Continuous adjoint equations enable efficient recovery of spatially varying blood flow velocities and perfusion parameters from dynamic contrast-enhanced ultrasound data.

A machine-rendered reading of the paper's core claim, the machinery that carries it, and where it could break.

The paper sets out a method for estimating spatially varying perfusion parameters and blood flow velocities from time series of contrast agent concentrations measured by ultrasound. It formulates the task as an inverse problem for both a standard advection-diffusion equation and a coupled two-compartment system of hyperbolic advection-reaction equations, the latter intended to be physiologically more faithful. Tikhonov regularization is introduced to stabilize the ill-posed recovery, and continuous adjoint equations are derived so that gradients for the minimization can be obtained at essentially the cost of one forward solve. The approach is tested on synthetic data and on actual in-vivo measurements.

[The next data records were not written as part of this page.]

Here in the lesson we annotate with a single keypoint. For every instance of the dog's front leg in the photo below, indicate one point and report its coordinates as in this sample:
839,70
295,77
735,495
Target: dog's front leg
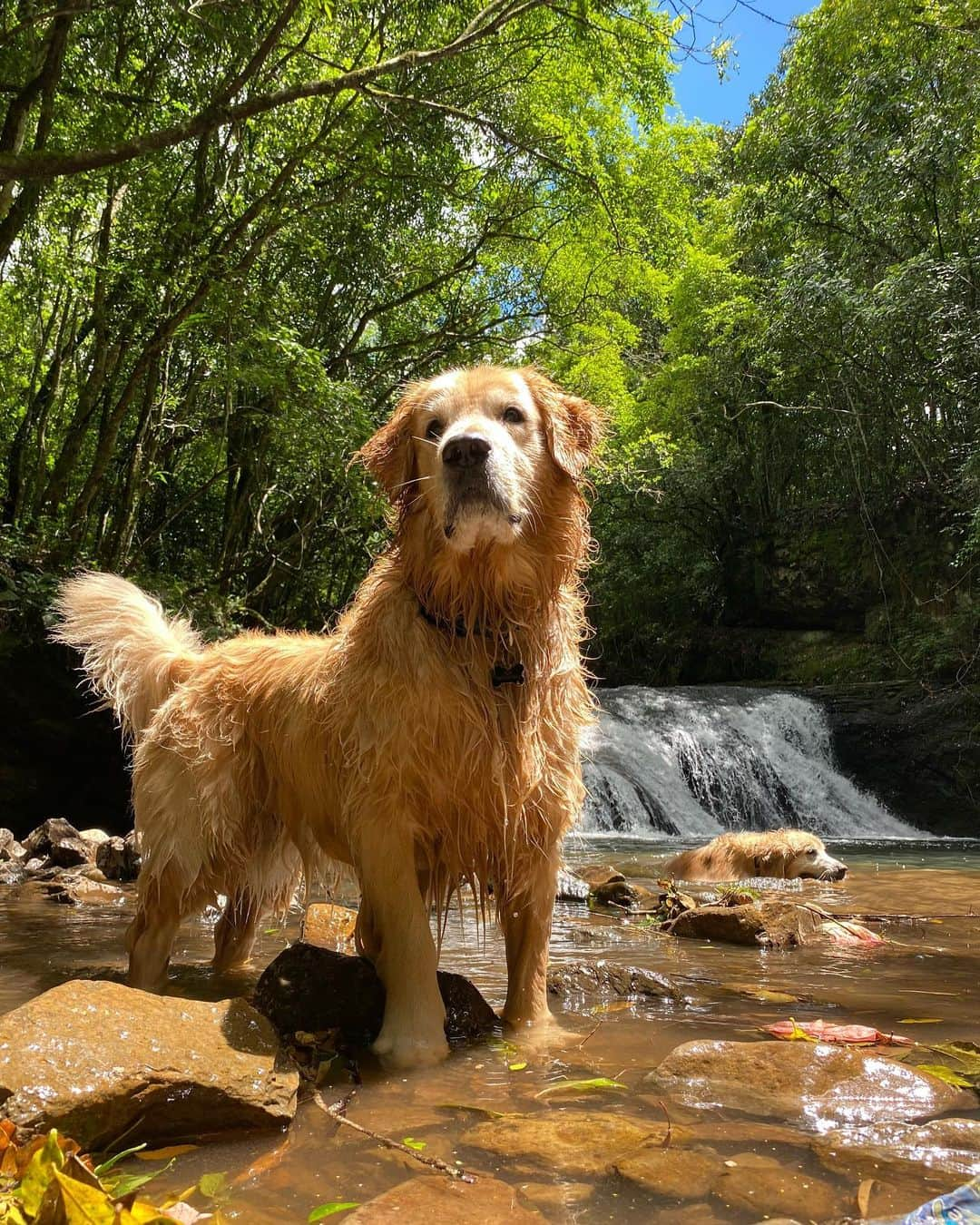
525,917
405,955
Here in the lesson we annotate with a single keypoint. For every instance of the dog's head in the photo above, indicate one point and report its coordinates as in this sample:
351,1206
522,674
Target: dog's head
483,452
800,854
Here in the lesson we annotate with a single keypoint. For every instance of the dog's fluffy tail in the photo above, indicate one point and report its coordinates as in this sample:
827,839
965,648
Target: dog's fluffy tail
132,654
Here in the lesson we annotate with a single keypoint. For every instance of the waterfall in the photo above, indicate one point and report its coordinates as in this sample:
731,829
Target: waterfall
700,760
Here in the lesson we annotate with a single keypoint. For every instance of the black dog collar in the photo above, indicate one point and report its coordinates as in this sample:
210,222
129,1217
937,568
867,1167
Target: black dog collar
500,674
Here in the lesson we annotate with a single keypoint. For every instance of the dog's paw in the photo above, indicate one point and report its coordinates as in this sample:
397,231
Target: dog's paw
408,1050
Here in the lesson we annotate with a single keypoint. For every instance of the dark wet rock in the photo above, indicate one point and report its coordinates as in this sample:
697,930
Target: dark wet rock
599,874
946,1147
427,1198
100,1061
588,980
672,1172
10,849
571,887
119,859
808,1082
318,989
757,1183
328,926
569,1142
38,843
769,924
914,749
13,872
71,853
81,891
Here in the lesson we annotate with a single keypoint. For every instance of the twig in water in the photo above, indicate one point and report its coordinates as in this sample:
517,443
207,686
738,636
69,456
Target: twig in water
598,1023
337,1113
665,1142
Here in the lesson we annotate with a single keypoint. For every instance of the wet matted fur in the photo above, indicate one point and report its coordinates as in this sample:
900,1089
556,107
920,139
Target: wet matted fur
786,854
431,739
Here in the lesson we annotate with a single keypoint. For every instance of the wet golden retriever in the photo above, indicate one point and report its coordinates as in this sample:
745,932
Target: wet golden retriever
786,854
431,739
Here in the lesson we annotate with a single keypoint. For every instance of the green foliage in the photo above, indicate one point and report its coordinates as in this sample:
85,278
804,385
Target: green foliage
199,329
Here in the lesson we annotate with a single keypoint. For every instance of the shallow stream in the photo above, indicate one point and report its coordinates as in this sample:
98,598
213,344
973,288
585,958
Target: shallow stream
924,984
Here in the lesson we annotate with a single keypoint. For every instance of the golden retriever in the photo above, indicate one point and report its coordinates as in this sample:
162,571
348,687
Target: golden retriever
786,854
431,739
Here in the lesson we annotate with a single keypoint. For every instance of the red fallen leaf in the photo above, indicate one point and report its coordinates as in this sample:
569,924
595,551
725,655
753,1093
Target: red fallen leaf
823,1032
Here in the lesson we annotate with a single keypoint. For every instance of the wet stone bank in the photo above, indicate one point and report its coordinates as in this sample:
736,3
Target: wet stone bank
661,1096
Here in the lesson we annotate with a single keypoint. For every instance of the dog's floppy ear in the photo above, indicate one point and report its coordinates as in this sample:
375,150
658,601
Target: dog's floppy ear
573,426
388,455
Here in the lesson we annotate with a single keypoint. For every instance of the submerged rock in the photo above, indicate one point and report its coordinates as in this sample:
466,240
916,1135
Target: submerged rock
10,849
83,891
434,1198
599,874
38,843
100,1061
318,989
769,924
946,1147
329,926
570,1142
814,1083
11,872
587,980
571,887
757,1183
672,1172
118,858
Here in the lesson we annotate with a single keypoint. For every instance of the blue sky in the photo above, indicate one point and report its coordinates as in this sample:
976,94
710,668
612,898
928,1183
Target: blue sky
757,44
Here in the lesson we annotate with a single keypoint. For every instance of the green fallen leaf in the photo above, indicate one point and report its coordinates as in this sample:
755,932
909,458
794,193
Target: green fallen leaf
318,1214
946,1073
116,1158
213,1186
597,1084
125,1183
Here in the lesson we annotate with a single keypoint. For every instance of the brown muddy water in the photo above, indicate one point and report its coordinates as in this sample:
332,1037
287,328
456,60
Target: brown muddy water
924,984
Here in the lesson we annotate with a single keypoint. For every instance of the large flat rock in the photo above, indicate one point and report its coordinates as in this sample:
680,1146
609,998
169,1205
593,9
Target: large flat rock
571,1142
429,1198
98,1061
812,1083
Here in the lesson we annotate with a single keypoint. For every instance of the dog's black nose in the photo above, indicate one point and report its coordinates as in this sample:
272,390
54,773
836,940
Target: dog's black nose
466,451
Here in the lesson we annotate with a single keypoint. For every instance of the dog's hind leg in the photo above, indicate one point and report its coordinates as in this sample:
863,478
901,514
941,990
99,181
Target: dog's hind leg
234,933
525,919
397,931
151,936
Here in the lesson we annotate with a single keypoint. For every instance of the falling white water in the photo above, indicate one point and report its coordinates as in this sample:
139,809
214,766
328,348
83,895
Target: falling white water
696,761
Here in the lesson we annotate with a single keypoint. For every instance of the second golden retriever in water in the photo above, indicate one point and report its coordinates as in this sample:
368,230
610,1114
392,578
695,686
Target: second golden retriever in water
786,854
431,739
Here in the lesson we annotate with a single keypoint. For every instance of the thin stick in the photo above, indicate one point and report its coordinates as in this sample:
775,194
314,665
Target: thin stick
337,1113
598,1023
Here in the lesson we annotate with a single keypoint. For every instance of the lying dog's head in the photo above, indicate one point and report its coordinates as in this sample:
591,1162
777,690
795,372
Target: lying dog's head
479,451
799,854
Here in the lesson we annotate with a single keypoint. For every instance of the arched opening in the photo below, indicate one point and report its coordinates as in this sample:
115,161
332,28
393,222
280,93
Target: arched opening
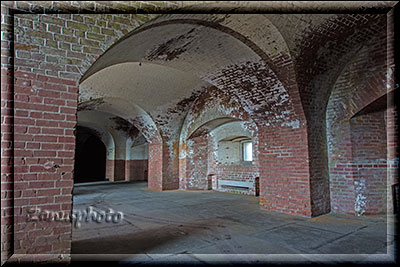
90,159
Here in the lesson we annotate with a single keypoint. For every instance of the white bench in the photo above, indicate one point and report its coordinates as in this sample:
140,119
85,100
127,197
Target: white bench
236,184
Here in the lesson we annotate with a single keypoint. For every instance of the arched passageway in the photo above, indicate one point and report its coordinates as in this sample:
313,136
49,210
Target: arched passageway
90,160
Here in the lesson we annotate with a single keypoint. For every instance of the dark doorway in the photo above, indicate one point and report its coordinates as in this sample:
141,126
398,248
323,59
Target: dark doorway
90,158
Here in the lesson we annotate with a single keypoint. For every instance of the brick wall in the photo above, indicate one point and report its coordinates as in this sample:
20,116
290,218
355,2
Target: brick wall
197,163
39,101
137,170
51,54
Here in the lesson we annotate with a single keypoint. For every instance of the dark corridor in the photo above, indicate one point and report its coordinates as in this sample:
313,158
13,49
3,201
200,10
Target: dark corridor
90,158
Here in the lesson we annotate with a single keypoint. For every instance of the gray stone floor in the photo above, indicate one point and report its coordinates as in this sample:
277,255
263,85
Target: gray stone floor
208,227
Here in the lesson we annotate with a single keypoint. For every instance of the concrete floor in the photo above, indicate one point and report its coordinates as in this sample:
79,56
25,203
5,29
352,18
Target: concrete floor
208,227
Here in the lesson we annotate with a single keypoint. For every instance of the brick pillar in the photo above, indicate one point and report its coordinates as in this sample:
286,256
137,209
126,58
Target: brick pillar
284,170
45,117
7,145
155,168
197,163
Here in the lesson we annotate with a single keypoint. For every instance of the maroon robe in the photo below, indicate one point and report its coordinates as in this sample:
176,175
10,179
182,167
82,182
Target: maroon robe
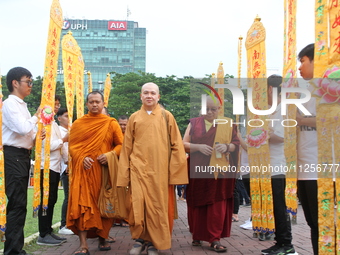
210,201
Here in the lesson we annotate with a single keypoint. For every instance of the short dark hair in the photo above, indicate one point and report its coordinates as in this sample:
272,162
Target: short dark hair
95,92
275,81
307,51
15,74
57,98
61,111
123,117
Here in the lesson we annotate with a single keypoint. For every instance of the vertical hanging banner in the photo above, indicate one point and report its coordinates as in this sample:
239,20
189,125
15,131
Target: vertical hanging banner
257,137
47,105
289,80
326,89
2,177
107,90
70,58
220,80
80,84
89,82
239,55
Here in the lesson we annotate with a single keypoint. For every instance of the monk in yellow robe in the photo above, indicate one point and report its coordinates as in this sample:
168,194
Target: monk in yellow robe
152,158
92,138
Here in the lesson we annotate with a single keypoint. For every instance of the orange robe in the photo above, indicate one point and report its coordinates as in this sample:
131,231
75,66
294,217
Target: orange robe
144,164
90,136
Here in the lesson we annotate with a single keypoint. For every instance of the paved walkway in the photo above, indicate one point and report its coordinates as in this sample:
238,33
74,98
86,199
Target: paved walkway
240,242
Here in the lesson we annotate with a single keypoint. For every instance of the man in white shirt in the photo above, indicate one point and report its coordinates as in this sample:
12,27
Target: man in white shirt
18,134
46,235
283,231
62,116
307,151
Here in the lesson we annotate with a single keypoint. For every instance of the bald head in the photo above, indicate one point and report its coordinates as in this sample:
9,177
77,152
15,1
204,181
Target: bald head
150,85
150,95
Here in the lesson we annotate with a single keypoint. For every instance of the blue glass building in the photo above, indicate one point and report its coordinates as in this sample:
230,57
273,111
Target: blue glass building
107,46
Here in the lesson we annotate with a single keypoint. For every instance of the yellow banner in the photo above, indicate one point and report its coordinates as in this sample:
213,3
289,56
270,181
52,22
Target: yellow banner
80,85
47,102
89,82
220,80
257,138
2,177
289,80
107,90
327,92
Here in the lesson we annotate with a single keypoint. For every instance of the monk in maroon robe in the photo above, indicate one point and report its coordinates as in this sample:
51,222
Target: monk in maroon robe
213,164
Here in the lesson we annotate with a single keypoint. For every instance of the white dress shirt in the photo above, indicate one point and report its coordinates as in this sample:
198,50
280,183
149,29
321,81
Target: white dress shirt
56,144
63,132
18,127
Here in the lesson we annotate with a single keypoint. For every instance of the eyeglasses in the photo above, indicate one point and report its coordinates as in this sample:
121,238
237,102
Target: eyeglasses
29,83
212,109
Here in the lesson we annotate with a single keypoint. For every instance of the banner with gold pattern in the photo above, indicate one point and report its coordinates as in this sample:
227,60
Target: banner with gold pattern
289,80
326,89
89,82
47,104
2,177
80,84
107,90
257,138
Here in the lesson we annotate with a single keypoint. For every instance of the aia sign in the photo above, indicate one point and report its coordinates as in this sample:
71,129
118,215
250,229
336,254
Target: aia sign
117,25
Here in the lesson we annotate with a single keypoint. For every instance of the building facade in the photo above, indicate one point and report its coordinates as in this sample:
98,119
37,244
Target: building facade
107,46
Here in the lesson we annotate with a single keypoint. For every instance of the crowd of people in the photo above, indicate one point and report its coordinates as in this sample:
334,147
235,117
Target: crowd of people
150,159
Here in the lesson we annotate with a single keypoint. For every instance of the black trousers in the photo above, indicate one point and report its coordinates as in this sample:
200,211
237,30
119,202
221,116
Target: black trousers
64,180
283,228
17,166
45,221
308,196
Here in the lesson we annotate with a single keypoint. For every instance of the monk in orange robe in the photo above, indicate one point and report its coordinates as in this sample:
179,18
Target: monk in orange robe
92,138
152,158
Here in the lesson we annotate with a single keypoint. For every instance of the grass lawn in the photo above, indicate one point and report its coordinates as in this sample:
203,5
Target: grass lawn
31,225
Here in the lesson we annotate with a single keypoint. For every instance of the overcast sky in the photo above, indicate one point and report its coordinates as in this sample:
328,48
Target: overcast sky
183,37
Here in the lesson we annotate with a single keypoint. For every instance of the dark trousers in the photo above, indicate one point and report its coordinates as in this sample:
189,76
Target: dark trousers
308,196
236,201
17,166
45,221
283,229
64,180
246,183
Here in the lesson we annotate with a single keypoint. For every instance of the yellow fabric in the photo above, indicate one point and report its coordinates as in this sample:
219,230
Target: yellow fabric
260,183
144,166
107,90
80,84
89,82
220,80
289,80
223,135
91,136
208,125
2,177
326,64
47,99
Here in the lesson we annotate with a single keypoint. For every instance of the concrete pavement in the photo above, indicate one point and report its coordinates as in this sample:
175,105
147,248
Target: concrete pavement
240,242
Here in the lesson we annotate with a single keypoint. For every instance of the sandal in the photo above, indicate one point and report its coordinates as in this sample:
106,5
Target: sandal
82,251
218,247
104,246
111,239
233,219
196,243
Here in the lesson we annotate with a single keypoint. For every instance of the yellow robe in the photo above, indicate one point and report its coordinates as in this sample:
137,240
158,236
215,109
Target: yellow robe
144,165
90,136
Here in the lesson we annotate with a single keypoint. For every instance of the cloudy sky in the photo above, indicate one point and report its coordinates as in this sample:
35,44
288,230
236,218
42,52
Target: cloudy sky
183,37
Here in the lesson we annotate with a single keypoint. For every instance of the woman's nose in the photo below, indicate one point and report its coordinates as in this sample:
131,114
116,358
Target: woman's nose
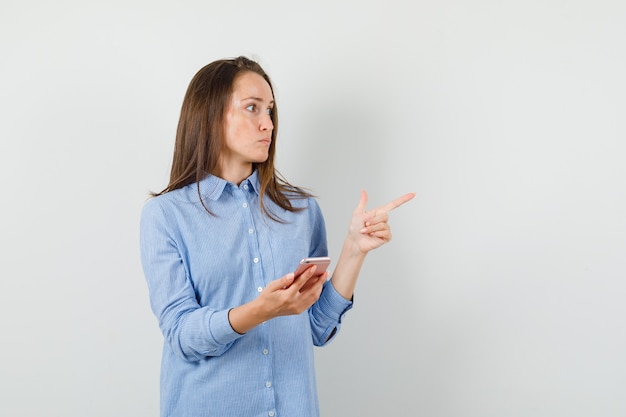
266,122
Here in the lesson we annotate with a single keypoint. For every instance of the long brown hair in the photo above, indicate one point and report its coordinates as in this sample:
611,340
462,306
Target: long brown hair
200,138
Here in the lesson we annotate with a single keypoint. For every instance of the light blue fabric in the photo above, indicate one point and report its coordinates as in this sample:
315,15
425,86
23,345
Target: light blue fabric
199,266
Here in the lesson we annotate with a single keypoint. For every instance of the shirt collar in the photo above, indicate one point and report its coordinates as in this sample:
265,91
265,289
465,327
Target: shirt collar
212,187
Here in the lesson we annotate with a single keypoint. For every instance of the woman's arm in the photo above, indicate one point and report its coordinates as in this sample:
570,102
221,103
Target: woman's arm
368,230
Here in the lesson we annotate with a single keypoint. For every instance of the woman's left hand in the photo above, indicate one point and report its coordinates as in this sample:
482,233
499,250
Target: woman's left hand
369,228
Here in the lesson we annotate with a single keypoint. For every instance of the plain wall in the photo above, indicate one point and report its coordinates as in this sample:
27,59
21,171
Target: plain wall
502,291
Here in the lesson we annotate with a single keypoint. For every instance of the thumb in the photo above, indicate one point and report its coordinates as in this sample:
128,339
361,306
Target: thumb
362,201
285,281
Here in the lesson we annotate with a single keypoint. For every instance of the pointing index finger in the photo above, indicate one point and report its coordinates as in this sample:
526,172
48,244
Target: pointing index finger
397,202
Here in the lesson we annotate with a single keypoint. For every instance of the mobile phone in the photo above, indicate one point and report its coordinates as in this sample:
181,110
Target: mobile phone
322,263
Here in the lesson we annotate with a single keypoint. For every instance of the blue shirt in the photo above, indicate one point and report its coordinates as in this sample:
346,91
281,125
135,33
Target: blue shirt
199,266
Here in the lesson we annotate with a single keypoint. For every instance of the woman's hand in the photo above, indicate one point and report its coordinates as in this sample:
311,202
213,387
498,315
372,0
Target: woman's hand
369,228
282,297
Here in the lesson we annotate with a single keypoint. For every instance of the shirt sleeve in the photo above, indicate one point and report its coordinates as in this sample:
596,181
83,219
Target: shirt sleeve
192,332
326,314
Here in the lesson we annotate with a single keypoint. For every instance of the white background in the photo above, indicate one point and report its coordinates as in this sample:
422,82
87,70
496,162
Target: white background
502,291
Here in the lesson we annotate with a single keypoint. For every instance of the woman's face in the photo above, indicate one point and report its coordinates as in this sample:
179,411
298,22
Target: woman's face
247,126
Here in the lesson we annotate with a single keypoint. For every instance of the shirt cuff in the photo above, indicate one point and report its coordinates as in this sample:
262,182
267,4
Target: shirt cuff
332,304
220,329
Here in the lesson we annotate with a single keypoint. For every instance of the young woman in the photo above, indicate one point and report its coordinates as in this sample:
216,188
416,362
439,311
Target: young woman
219,246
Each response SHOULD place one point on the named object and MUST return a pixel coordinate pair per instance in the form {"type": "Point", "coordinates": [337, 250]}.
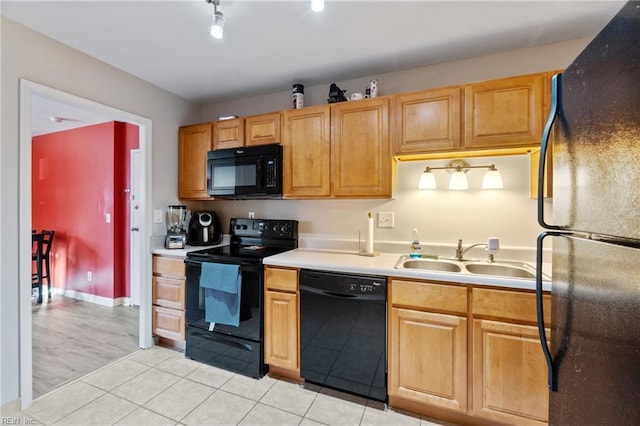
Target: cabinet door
{"type": "Point", "coordinates": [194, 143]}
{"type": "Point", "coordinates": [428, 358]}
{"type": "Point", "coordinates": [168, 323]}
{"type": "Point", "coordinates": [228, 133]}
{"type": "Point", "coordinates": [427, 121]}
{"type": "Point", "coordinates": [262, 129]}
{"type": "Point", "coordinates": [504, 113]}
{"type": "Point", "coordinates": [168, 292]}
{"type": "Point", "coordinates": [281, 330]}
{"type": "Point", "coordinates": [360, 149]}
{"type": "Point", "coordinates": [307, 152]}
{"type": "Point", "coordinates": [509, 373]}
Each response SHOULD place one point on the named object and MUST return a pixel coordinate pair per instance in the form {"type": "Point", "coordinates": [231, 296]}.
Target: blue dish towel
{"type": "Point", "coordinates": [222, 287]}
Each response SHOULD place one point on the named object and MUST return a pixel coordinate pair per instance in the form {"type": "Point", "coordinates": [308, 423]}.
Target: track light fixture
{"type": "Point", "coordinates": [217, 24]}
{"type": "Point", "coordinates": [317, 5]}
{"type": "Point", "coordinates": [492, 179]}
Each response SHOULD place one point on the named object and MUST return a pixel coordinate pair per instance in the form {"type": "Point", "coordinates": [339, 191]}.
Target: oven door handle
{"type": "Point", "coordinates": [244, 266]}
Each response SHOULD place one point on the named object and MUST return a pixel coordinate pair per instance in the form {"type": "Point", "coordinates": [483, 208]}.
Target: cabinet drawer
{"type": "Point", "coordinates": [168, 292]}
{"type": "Point", "coordinates": [512, 305]}
{"type": "Point", "coordinates": [169, 266]}
{"type": "Point", "coordinates": [281, 279]}
{"type": "Point", "coordinates": [430, 296]}
{"type": "Point", "coordinates": [169, 323]}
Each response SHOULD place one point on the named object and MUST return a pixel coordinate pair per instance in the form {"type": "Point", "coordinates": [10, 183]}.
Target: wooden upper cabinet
{"type": "Point", "coordinates": [262, 129]}
{"type": "Point", "coordinates": [506, 112]}
{"type": "Point", "coordinates": [307, 152]}
{"type": "Point", "coordinates": [194, 143]}
{"type": "Point", "coordinates": [360, 149]}
{"type": "Point", "coordinates": [228, 133]}
{"type": "Point", "coordinates": [428, 120]}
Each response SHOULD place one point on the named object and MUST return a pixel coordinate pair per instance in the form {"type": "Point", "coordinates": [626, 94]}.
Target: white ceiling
{"type": "Point", "coordinates": [269, 45]}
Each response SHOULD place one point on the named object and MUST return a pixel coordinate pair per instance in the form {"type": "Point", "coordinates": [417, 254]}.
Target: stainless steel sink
{"type": "Point", "coordinates": [501, 270]}
{"type": "Point", "coordinates": [430, 265]}
{"type": "Point", "coordinates": [508, 269]}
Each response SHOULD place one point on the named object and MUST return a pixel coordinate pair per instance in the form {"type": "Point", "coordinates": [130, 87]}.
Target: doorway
{"type": "Point", "coordinates": [28, 90]}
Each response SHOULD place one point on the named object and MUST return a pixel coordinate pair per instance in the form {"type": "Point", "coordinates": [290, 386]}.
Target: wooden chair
{"type": "Point", "coordinates": [40, 254]}
{"type": "Point", "coordinates": [36, 256]}
{"type": "Point", "coordinates": [47, 241]}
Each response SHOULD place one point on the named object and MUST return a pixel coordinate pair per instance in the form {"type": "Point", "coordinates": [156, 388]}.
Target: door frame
{"type": "Point", "coordinates": [135, 156]}
{"type": "Point", "coordinates": [27, 90]}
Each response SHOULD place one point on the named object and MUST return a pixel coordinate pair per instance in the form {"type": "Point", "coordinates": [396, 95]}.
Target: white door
{"type": "Point", "coordinates": [136, 220]}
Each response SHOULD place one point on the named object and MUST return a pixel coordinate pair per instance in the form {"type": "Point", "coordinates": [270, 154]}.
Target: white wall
{"type": "Point", "coordinates": [30, 55]}
{"type": "Point", "coordinates": [522, 61]}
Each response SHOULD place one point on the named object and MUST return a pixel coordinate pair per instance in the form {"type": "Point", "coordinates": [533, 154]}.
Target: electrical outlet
{"type": "Point", "coordinates": [157, 216]}
{"type": "Point", "coordinates": [385, 220]}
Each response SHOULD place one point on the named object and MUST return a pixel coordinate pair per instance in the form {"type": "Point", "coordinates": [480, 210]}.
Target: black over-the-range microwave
{"type": "Point", "coordinates": [253, 172]}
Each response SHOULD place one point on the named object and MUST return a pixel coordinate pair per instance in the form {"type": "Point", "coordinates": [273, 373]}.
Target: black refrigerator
{"type": "Point", "coordinates": [594, 230]}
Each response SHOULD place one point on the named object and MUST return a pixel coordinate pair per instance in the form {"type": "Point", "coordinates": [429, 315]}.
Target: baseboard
{"type": "Point", "coordinates": [10, 409]}
{"type": "Point", "coordinates": [92, 298]}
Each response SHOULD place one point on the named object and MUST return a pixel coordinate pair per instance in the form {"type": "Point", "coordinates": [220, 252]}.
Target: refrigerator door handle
{"type": "Point", "coordinates": [556, 80]}
{"type": "Point", "coordinates": [551, 370]}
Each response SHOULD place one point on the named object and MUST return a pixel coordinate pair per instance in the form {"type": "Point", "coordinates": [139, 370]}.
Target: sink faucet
{"type": "Point", "coordinates": [492, 246]}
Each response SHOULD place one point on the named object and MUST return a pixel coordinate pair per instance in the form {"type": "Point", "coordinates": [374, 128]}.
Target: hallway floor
{"type": "Point", "coordinates": [72, 338]}
{"type": "Point", "coordinates": [159, 386]}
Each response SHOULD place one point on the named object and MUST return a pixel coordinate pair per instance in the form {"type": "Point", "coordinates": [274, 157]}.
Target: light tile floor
{"type": "Point", "coordinates": [160, 386]}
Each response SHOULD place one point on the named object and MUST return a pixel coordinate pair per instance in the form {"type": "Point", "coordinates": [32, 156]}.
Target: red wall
{"type": "Point", "coordinates": [79, 177]}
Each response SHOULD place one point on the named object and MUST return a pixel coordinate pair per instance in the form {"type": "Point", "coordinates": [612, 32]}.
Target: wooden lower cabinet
{"type": "Point", "coordinates": [509, 373]}
{"type": "Point", "coordinates": [281, 319]}
{"type": "Point", "coordinates": [168, 294]}
{"type": "Point", "coordinates": [467, 354]}
{"type": "Point", "coordinates": [168, 323]}
{"type": "Point", "coordinates": [428, 358]}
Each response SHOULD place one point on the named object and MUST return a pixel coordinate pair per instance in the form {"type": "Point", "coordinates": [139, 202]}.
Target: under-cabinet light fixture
{"type": "Point", "coordinates": [458, 180]}
{"type": "Point", "coordinates": [217, 23]}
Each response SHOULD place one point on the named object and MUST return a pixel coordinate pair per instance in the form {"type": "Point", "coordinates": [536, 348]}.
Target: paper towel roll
{"type": "Point", "coordinates": [368, 242]}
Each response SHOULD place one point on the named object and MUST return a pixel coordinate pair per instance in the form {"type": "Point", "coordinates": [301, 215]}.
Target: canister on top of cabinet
{"type": "Point", "coordinates": [297, 96]}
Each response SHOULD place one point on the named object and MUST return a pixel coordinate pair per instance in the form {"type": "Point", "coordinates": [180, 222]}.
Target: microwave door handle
{"type": "Point", "coordinates": [260, 174]}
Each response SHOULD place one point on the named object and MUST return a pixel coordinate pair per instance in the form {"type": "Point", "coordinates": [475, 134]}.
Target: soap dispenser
{"type": "Point", "coordinates": [416, 248]}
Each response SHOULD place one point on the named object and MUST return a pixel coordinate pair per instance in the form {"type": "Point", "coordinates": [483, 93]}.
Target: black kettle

A reader would care because reliable perfusion maps could help assess how tumors respond to therapy.

Core claim

The central claim is that the parameter identification problem for perfusion velocities and exchange rates can be solved by Tikhonov-regularized least-squares minimization whose gradient is supplied by continuous adjoint equations for either the parabolic advection-diffusion model or the hyperbolic two-compartment model; the resulting reconstruction algorithms recover plausible parameter fields from both synthetic and in-vivo dynamic contrast-enhanced ultrasound data.

What carries the argument

Continuous adjoint equations that furnish the gradient of the Tikhonov-regularized misfit functional for the inverse perfusion problem.

If this is right

  • Gradient computation becomes feasible at the cost of one additional PDE solve rather than many finite-difference perturbations.
  • The two-compartment formulation can be treated with the same adjoint machinery as the simpler advection-diffusion model.
  • Regularized reconstructions remain stable enough to produce usable maps from noisy in-vivo ultrasound time series.
  • The same numerical discretization and optimization framework applies to both models, allowing direct comparison of their outputs.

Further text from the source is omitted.